The Great Wall of China

The Great Wall of China is an ancient Chinese fortification, built to protect the Empire of China since the 3rd century BC against the raids of ‘barbarians’ from Mongolia and Manchuria. The main purpose of the Wall was not to prevent people from crossing but rather to prevent them from bringing their horses.

The Wall stretches over a formidable 6,400 km, from the boundary with Korea on the Yalu River to the Gobi desert.
The Wall was built during the reign of The First Emperor, the main leader of the short-lived Qin dynasty. The Wall was not constructed as a single endeavor, but rather was created by the joining of several local walls built by the Warring States. It has been renovated and extended by several later dynasties, getting most of its current shape during the Ming Dynasty. The primary purpose of the wall was not to keep out people, who could scale the wall, but to insure that semi-nomadic people on the outside of the wall could not cross with their horses.
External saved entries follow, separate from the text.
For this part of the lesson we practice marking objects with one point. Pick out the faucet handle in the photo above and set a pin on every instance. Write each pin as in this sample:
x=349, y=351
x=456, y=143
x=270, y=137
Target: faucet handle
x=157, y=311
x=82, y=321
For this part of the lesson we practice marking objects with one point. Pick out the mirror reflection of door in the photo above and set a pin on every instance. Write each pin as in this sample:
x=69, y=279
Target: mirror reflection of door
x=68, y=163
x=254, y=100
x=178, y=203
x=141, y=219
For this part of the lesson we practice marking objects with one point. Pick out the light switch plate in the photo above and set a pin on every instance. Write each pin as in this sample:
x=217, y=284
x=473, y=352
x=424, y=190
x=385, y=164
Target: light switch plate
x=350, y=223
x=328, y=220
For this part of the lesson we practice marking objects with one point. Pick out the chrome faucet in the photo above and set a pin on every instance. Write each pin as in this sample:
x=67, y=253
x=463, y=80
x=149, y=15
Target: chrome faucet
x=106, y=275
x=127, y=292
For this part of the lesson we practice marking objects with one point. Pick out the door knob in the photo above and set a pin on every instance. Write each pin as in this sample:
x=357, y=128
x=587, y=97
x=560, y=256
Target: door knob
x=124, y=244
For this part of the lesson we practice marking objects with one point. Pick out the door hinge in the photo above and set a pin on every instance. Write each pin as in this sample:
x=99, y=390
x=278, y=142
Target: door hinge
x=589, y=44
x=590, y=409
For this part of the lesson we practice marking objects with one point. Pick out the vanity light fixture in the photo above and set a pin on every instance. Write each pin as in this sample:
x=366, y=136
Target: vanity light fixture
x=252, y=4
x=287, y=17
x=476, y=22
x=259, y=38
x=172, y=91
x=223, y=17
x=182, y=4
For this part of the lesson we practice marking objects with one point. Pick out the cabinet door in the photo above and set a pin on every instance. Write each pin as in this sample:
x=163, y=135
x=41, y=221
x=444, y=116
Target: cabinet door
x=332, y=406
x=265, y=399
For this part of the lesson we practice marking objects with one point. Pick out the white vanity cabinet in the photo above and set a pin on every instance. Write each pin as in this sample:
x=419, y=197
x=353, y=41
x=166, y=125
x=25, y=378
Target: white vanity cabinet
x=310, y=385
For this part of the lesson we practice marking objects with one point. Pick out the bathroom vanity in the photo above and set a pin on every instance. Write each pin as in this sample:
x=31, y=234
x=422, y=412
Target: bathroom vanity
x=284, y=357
The Ming Dynasty Great Wall starts on the eastern end at Shanhai Pass, Qinhuangdao, in Hebei Province next to Bohai Gulf. Spanning nine provinces and 100 counties, it ends on the western end at Jiayu Pass located in northwest Gansu Province. Jiayu Pass was intended to greet travelers along the Silk Road. Even though The Great Wall ends at Jiayu Pass, there are watchtowers (extending beyond Jiayu Pass along the Silk Road. These towers communicated by smoke to signal invasion.

The Manchus crossed the Wall by convincing a crucial general Wu Sangui to open the gates of Shahai Pass and allow the Manchus to cross. Legend has it that they took three days for the Manchu armies to pass. After they conquered China, the Wall was of no strategic value as the people who the Wall was intended to keep out were ruling the country (becoming the Qing Dynasty).

The government ordered people to work on the wall, and workers were under constant danger of being attacked by brigands. Because many people died while building the wall, it is often called the “longest cemetery on Earth”.